Le Mali, au contact de ce phénomène, s’est transformé au fil de son histoire récente, en une véritable poudrière intégriste. Il est le ventre mou de la stratégie contre le terrorisme dans le sahel et sur le continent. Différents pays du continent vivent, voici quelques années, voire des décennies, une instabilité politique chronique. En dépit de la mort de Ben Laden, de Saddam Hussein et de Mouammar El Kadhafi, le terrorisme est présent structurellement en Libye, en Irak, en Afghanistan, au Nigéria et au Mali. Les disparitions organisées de main de maître par des puissances étrangères des leaders historiques incarnant le terrorisme et/ou le nationalisme panarabe, n’ont guère éradiqué les bases de reproduction du phénomène djihadiste. Le contraire des prévisions de liquidation du terrorisme des occidentaux se déroule sous nos yeux à une grande échelle du monde.
Le phénomène terroriste prend ainsi de plus en plus de l’ampleur. Il se répand dans les pays occidentaux. Tous les pays européens impliqués dans des conflits militaires à l’étranger ont connu au cours de ces dernières années, des attentats meurtriers. Le terrorisme a fini par installer la psychose de la terreur meurtrière dans toutes les capitales européennes.
L’Amérique durcit ses mesures de protection. La résistance permanente des organisations terroristes sur les théâtres de la guerre et l’angoisse au cœur de l’Occident, entretiennent la flamme du terrorisme international. Cette résistance multiforme des organisations se réclamant de l’Islam radical, atteste l’échec de la solution militariste. Elle est aussi aveugle et impuissante que les méthodes des illuminés de l’Islam. Les solutions de sortie de crise dans de nombreux pays où le terrorisme s’est installé de manière durable, n’excluent plus la participation des leaders et animateurs de certaines franges des organisations terroristes, par exemple, en Afghanistan et en Libye.

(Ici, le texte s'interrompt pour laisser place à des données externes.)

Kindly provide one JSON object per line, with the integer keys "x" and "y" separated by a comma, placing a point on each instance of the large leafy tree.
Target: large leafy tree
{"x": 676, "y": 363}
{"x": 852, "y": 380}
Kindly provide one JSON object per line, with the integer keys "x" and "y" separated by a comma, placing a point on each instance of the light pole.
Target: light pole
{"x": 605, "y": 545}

Tous les experts politiques et militaires européens sont persuadés que la solution des sorties de crises dans ces pays, ne peut être militaire. L’intégrisme va renaître des cendres partout où les organisations terroristes ont été décapitées. C’est dans ce contexte de recherche de sortie de crise par les occidentaux et des grandes puissances du monde, associant sous des formes variées certaines forces politiques se réclamant de l’intégrisme islamique, que les pays africains réclament des moyens financiers et logistiques. Ce soutien réclamé par l’Afrique suscite de sérieuses interrogations. Les pays africains auront-ils ces moyens financiers et logistiques ? Rien n’est moins évident. Ce n’est point la priorité des pays développés de doter les États africains de moyens militaires et financiers, d’autant que les armées nationales africaines ne connaissent point la guerre, singulièrement la guerre contre des groupes organisés extrêmement mobiles, agissant à l’ombre par surprise avec une violence aveugle.

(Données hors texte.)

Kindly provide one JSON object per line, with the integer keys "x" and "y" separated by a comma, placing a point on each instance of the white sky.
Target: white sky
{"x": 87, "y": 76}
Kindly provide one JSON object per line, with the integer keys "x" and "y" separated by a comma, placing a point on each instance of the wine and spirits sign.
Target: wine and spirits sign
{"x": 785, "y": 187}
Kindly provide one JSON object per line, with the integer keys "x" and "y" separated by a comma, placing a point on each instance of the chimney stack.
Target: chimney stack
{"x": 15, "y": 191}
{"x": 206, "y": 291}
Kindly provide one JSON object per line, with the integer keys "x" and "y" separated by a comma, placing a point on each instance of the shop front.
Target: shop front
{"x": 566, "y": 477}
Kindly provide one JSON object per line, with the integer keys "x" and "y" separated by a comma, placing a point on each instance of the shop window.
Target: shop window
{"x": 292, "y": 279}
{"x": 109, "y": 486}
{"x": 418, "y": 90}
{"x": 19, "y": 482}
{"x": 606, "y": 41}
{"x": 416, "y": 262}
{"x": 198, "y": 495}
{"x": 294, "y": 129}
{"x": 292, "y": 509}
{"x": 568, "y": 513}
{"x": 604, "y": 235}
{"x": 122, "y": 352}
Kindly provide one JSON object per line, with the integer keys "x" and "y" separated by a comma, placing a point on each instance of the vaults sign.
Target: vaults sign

La solution à ce phénomène grandissant en terre africaine est-elle militaire ? Les États africains ont très peu de chance de réussir là où les grandes puissances ont échoué, au plan militaire et technologique. Les pays africains ne sont pas préparés à mener cette lutte contre le terrorisme dans la durée. L’engrenage dans la lutte contre un ennemi invisible, capable de frapper à tout moment et partout, dans des pays fragiles sur le plan sécuritaire et économique, représente un risque énorme d’entrer dans un engrenage infernal.